The addition of stabilizers such as diphenylthiourea, for example, is necessary in order to prevent thermal damage (for example, embrittlement) to the PVC films in the course of processing and during use as an adhesive tape. Such stabilizers are described, for example, in “Plastics Additives Handbook” (5th ed.), Hanser Verlag, chapter 3 and “Kunststoff-Handbuch—Polyvinylchlorid 2/1” (2nd) Hanser Verlag section 6.3. Stabilizers based on tin compounds in particular are suitable for the adhesive tape of the invention, preferably those approved for food packaging films such as dibutyltin bis(2-ethylhexylmercaptoacetate). The use of lead or cadmium stabilizers is likewise possible, though they are less favorably used on environmental and toxicological grounds. The stabilizer content is for example from 0.3 to 10 parts by weight per 100 parts by weight of PVC polymer; for the purpose of achieving high heat stability it is at least 0.7 and preferably at least 1 phr (parts by weight per 100 parts by weight PVC).

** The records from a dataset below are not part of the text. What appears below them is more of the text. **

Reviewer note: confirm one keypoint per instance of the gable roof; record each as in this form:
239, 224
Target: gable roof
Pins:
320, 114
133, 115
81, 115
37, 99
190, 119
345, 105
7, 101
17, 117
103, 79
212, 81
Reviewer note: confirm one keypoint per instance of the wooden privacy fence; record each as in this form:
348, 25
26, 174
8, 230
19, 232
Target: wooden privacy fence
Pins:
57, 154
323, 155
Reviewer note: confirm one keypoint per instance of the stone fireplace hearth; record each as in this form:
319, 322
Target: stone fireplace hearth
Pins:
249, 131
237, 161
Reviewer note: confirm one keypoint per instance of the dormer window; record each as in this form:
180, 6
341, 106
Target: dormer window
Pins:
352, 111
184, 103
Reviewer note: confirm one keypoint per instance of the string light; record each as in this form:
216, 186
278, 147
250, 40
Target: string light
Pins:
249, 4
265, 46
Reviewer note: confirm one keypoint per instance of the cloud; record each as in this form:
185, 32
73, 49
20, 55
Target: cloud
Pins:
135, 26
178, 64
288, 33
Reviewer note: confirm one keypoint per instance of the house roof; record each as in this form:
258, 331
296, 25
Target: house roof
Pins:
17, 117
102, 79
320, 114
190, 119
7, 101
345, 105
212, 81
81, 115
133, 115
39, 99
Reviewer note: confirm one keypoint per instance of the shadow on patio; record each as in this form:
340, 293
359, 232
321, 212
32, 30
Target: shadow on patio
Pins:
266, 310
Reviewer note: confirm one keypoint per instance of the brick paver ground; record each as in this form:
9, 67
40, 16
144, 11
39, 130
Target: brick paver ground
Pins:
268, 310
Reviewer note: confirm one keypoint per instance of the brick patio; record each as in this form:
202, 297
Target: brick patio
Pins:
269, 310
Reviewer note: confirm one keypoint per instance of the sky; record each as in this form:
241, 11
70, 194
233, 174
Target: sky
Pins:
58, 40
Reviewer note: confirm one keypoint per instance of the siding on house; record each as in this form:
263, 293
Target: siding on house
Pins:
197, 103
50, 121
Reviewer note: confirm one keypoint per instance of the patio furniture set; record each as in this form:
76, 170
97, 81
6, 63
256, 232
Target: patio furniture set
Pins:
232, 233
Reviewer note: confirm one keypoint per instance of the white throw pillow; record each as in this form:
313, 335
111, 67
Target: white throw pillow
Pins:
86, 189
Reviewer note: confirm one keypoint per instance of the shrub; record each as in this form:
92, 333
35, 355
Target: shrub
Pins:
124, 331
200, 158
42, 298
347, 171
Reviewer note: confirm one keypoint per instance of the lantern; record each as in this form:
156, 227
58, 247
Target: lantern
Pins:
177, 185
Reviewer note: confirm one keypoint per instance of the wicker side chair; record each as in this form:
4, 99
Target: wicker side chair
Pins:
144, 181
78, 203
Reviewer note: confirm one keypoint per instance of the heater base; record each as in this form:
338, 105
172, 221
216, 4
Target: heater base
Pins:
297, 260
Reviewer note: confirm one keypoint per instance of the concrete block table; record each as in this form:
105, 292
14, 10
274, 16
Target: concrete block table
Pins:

Further customary additives to PVC films, such as fillers, pigments, impact modifiers or lubricants and processing auxiliaries (for example, Paraloid K 120 ND, Rohm & Haas), may be used for producing the carrier film of the adhesive tape of the invention. Customary additives are described in “Kunststoff-Handbuch—Polyvinylchlorid 2/1” (2nd) Hanser Verlag chapter 6. A preferred lubricant used is montan ester wax, a favorable amount being from 2 to 5 parts by weight per 100 parts by weight of PVC polymer.

The carrier film is preferably produced on a calender by the high-temperature or low-temperature process, in particular with downstream stretching. The film is stretched by a multiple on a roller section at above 95° C., by means of increasing roller speeds, with a corresponding decrease in thickness. In addition, the film may also be pulled widthways to some extent (KOBRA™ process). The Luvitherm™ process is especially suitable for the adhesive tapes of the invention, since here even high K values can be processed without problems. It is also possible to process unplasticized PVC to thin films in a blowing process, although this process is suitable only for relatively low K values. The processes are described, for example, in “PVC: Production, Properties and Uses”, G. Matthews, The Institute of Materials, 1996 or “Kunststoffhandbuch”, edited by Hans K. Felger, volume 2 (Polyvinyl chloride), Hanser Verlag, 1986.

A film with embossing comprising continuous or interrupted lines extending longitudinally or transversely is preferred. Embossing of the film is sensible for the reasons set out above; in particular, it allows a reduced unwind force to be achieved, which has positive consequences for the customary processing of the adhesive tape by hand. The embossed depth, in other words the difference between the thickness calculated from the basis weight and the thickness determined using a thickness gage, is preferably in the range from 10 to 30 μm (for test methods see below).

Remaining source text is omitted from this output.